Olive Oil-Poached Swordfish With Oven-Dried Tomatoes, Roasted Eggplant, And Black Olives - cooking recipe

Ingredients
    Oven-dried tomatoes:
    6 large plum tomatoes, cut into 1/4-inch slices
    3 tablespoons olive oil
    4 fresh thyme sprigs
    Red-wine reduction:
    1 Spanish onion, chopped coarse
    1 carrot, chopped coarse
    1 celery rib, chopped coarse
    1 Granny Smith apple, chopped coarse
    2 garlic cloves
    2 tablespoons vegetable oil
    1 750-ml bottle red Burgundy
    2 cups Ruby port
    1 cup chicken broth
    For artichoke bottoms:
    3 large artichokes
    3 lemon halves
    For fish:
    4 cups 1/2-inch diced peeled eggplant
    2 cups olive oil for poaching, plus 7 tablespoons
    3 artichoke bottoms
    1/4 cup chopped fresh herbs, such as chives and parsley
    1 1/2 cups oven-dried tomatoes
    4 5-ounce pieces swordfish steak (about 3/4-inch thick), skin removed
    1/2 cup oil-cured black olives, pitted and cut into wedges
    1/2 cup red-wine reduction
    Make the tomatoes:
    Preheat oven to 250.
    Arrange tomato slices on a metal rack set in a large shallow baking pan. Drizzle tomatoes with oil and season with salt and pepper. Arrange thyme on tomatoes and bake in middle of oven 2 1/2 to 3 hours, or until tomatoes are slightly firm and dry. (May be made 3 days ahead and kept chilled in airtight container.)

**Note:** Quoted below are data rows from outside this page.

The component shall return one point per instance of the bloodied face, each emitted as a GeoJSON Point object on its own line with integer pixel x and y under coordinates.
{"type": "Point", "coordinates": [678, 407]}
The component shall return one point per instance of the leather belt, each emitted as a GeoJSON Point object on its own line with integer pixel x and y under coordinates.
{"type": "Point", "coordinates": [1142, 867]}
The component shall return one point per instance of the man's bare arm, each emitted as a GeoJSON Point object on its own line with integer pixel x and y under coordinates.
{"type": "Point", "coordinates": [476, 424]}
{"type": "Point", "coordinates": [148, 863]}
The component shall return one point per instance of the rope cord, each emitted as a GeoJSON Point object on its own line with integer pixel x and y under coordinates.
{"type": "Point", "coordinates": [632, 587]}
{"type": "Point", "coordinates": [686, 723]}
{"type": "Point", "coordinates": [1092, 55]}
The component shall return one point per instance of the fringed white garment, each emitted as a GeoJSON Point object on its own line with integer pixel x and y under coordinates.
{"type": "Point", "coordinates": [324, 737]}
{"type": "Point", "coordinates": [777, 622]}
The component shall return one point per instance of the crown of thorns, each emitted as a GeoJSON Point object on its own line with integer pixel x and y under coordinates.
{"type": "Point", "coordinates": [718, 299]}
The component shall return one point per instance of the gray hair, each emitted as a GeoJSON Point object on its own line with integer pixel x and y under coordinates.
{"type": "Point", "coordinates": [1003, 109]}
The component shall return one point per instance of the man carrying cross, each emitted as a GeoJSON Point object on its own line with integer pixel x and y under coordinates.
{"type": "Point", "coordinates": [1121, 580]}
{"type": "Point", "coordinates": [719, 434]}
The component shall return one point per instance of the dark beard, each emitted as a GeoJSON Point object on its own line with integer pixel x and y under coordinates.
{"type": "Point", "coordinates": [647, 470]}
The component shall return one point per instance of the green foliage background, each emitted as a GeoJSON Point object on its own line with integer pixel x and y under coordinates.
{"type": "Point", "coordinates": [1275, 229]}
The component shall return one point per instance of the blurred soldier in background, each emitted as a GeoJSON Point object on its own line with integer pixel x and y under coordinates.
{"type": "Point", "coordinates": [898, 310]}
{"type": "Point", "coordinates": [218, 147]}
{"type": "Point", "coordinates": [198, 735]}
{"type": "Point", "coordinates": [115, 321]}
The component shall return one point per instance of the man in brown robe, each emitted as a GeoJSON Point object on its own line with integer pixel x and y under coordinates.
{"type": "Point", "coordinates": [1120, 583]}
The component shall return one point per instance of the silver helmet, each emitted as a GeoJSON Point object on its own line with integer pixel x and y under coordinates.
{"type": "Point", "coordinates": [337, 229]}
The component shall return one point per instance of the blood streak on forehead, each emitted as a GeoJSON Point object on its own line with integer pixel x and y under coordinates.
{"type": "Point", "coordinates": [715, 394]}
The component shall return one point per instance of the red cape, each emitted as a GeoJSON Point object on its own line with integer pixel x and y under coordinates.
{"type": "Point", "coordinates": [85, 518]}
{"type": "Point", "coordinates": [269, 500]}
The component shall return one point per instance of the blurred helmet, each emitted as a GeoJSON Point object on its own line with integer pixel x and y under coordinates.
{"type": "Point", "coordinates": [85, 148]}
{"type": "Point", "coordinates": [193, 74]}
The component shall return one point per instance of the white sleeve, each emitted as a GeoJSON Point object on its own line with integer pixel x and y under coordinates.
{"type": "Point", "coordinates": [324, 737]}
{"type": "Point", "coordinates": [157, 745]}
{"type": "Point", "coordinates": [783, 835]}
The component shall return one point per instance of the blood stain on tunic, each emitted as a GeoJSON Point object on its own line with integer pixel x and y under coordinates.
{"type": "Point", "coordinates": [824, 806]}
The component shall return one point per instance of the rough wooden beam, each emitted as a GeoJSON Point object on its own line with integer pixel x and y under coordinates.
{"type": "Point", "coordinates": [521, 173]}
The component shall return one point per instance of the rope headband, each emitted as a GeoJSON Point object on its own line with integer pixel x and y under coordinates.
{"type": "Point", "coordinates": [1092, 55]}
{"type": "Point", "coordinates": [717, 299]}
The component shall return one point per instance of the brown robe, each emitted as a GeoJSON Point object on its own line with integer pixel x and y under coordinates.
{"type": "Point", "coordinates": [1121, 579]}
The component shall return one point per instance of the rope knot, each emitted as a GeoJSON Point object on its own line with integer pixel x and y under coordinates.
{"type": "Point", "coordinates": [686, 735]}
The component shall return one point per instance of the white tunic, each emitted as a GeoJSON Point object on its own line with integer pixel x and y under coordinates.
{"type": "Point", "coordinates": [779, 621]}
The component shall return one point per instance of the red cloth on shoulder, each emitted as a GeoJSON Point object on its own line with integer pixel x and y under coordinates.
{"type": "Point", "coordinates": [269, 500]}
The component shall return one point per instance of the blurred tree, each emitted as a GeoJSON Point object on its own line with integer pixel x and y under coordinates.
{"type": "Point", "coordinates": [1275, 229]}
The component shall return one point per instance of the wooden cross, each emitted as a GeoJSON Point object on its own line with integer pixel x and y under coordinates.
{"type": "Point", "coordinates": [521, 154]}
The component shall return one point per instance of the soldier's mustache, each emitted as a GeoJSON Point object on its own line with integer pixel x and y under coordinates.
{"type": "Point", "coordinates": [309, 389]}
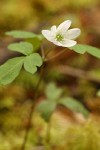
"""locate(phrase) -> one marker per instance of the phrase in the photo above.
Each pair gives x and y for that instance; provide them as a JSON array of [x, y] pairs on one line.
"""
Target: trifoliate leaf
[[46, 108], [52, 92], [10, 70], [21, 34], [31, 62], [36, 42], [25, 48], [79, 48], [74, 105]]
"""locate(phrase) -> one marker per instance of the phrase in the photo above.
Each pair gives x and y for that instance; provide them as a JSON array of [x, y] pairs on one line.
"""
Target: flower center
[[59, 37]]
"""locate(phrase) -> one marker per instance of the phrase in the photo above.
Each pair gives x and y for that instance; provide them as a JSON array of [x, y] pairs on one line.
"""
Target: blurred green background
[[16, 99]]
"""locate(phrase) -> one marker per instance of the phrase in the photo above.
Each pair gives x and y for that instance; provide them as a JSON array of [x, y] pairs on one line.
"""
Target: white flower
[[61, 36]]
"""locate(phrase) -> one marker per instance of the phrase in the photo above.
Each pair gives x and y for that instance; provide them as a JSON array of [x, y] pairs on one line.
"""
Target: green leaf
[[46, 108], [25, 48], [36, 42], [79, 48], [21, 34], [31, 62], [52, 92], [10, 70], [74, 105]]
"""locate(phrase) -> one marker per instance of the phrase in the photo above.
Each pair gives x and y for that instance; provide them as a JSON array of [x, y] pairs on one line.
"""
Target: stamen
[[59, 37]]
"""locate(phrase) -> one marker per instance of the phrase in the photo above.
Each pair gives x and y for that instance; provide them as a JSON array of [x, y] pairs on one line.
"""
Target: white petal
[[63, 27], [53, 28], [68, 43], [57, 43], [73, 33], [47, 35]]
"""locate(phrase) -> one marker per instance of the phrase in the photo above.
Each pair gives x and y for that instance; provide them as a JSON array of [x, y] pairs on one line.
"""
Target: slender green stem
[[58, 54], [31, 111]]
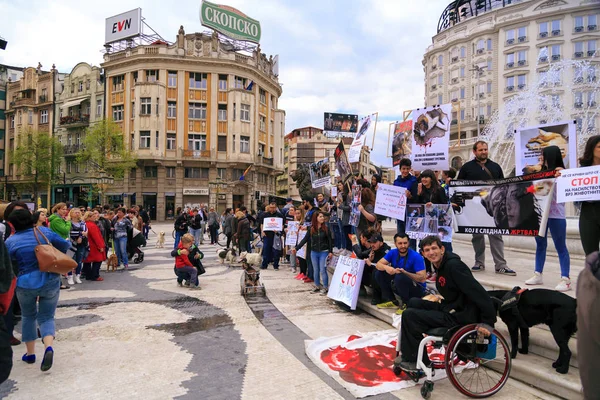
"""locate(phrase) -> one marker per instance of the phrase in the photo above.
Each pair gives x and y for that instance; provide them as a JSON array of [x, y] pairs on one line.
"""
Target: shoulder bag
[[50, 259]]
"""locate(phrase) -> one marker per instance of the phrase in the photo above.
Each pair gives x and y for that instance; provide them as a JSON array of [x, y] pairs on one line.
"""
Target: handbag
[[50, 259]]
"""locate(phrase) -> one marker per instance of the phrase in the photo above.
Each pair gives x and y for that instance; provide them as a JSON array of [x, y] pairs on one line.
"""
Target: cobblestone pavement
[[139, 335]]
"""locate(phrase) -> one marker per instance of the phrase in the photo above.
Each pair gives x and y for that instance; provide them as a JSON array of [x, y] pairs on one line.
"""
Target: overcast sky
[[352, 56]]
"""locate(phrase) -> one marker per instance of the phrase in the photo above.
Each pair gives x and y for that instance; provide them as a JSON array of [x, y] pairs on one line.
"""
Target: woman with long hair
[[320, 242], [557, 223], [589, 218]]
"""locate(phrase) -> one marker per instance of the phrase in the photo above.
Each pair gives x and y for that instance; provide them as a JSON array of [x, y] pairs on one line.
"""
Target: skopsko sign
[[230, 22]]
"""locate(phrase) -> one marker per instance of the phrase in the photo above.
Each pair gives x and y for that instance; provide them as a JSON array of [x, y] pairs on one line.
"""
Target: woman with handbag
[[91, 265], [37, 291]]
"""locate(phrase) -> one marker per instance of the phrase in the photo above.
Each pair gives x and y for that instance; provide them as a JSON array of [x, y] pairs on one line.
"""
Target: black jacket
[[464, 297], [473, 171]]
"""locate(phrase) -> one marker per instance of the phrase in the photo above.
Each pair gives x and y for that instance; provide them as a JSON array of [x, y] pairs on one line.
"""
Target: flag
[[245, 172]]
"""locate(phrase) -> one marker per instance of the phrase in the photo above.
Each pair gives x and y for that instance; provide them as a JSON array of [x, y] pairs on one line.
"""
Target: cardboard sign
[[391, 201], [345, 283]]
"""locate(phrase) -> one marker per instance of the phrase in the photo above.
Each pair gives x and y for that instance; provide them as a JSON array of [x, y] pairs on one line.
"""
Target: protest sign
[[391, 201], [431, 138], [578, 184], [517, 206], [345, 283]]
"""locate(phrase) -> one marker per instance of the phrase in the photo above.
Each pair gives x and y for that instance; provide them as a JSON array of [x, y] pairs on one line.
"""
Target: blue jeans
[[319, 260], [41, 311], [558, 229], [121, 250]]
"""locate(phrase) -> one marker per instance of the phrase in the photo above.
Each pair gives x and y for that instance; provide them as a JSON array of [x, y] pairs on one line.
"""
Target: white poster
[[529, 143], [366, 128], [319, 173], [345, 283], [391, 201], [273, 224], [578, 184], [431, 138]]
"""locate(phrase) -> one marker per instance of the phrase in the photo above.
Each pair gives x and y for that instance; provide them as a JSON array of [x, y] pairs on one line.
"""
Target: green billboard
[[230, 22]]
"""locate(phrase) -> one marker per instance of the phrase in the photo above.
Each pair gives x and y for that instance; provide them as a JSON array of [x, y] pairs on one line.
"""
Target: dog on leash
[[522, 309], [160, 242], [112, 262]]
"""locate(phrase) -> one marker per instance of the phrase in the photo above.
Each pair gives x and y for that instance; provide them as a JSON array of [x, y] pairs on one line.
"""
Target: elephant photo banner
[[431, 137], [517, 206], [530, 142]]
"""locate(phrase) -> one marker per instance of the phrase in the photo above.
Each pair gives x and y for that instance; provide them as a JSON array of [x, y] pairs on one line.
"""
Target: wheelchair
[[488, 358]]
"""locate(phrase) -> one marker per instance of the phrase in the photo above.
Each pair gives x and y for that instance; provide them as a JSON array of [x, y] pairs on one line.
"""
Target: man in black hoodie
[[464, 302]]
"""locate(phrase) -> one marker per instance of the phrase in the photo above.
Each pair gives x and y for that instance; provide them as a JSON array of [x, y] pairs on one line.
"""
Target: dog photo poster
[[431, 137], [530, 142]]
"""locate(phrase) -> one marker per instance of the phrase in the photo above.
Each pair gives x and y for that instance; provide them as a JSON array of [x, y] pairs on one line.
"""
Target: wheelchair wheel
[[490, 360]]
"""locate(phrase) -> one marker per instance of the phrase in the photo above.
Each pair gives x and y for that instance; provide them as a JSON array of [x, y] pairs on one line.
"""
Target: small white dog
[[160, 242]]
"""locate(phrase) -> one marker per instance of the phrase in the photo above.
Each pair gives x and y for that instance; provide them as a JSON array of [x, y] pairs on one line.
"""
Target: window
[[146, 107], [172, 79], [198, 80], [171, 109], [197, 142], [171, 172], [150, 172], [221, 143], [222, 82], [197, 111], [144, 139], [151, 75], [244, 144], [245, 112], [222, 112], [171, 141], [118, 113]]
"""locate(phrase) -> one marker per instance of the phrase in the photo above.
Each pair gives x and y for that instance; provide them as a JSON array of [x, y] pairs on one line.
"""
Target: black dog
[[520, 310]]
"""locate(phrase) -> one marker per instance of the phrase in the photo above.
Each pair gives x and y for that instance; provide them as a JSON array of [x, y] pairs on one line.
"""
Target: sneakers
[[400, 310], [506, 271], [564, 285], [387, 305], [536, 279]]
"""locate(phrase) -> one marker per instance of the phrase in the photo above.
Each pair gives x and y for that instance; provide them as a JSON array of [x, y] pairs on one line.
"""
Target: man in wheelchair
[[462, 301]]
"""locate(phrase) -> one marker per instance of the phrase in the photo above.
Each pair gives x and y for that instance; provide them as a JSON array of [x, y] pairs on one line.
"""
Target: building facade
[[487, 51], [198, 114]]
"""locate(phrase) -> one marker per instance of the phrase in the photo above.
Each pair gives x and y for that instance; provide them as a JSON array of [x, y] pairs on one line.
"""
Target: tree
[[104, 150], [38, 154]]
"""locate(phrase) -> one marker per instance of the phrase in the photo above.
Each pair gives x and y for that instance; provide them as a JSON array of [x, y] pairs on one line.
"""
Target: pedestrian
[[481, 168], [37, 291]]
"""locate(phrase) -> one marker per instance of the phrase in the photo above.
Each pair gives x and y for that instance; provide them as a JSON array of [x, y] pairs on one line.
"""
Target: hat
[[376, 238]]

    Make red-wine reduction:
    In a saucepan, cook onion, carrot, celery, apple, and garlic in oil over moderate heat until pale golden. Add Burgundy and Port and cook at a bare simmer, uncovered, 2 hours. Pour mixture through a sieve into a small saucepan and add broth. Simmer mixture until reduced to about 1/2 cup, about 1 hour.
Preparation
    Make artichoke bottoms:
    Break off and discard stems of artichokes. Bend back outer leaves until they snap off close to the base and remove several more layers of leaves in the same manner until pale inner leaves are reached. Trim bases, sides, and inner leaves with a very sharp stainless steel knife. Scoop out chokes with a spoon and rub cut surfaces with 1 lemon half. Drop bottoms into a bowl of cold water acidulated with juice of another lemon half.
    Fill a saucepan two-thirds fill of cold salted water. Add juice of remaining lemon half and bring liquid to a boil. Add artichokes and boil 15 minutes, or until just tender.
    Drain in a colander.
    Make fish:
    In a colander sprinkle eggplant generously with salt and let stand 1 hour. Rinse eggplant and drain well. In a skillet heat 3 tablespoons olive oil over moderate heat until hot but not smoking and cook eggplant, stirring occasionally and adding a few tablespoons water if eggplant begins to stick, until very tender, about 20 minutes. Season eggplant with salt and pepper and keep warm, covered.
    Cut artichoke bottoms into thin slices and arrange in one layer on a tray or in a shallow baking pan. Brush artichokes with 3 tablespoons olive oil and sprinkle with 3 tablespoons chopped herbs; salt and pepper to taste.
    In a small saucepan warm tomatoes over moderate heat until just warmed and season with salt and pepper. Keep warm over very low heat.
    Season swordfish with salt and pepper. In a heavy 10-inch skillet heat about 2 cups oil (1-inch deep in skillet) over low heat until just warm to the touch (180 F). Poach fish covered in warm oil 3 minutes; turn with tongs. Poach 3 minutes more, until just cooked through. Transfer to a tray and top with dried tomatoes.
    Divide artichokes among 4 plates, mound eggplant in center of circles and top with fish. Scatter with olives and remaining tomatoes; spoon reduction around along with last of oil. Sprinkle plate with remaining herbs.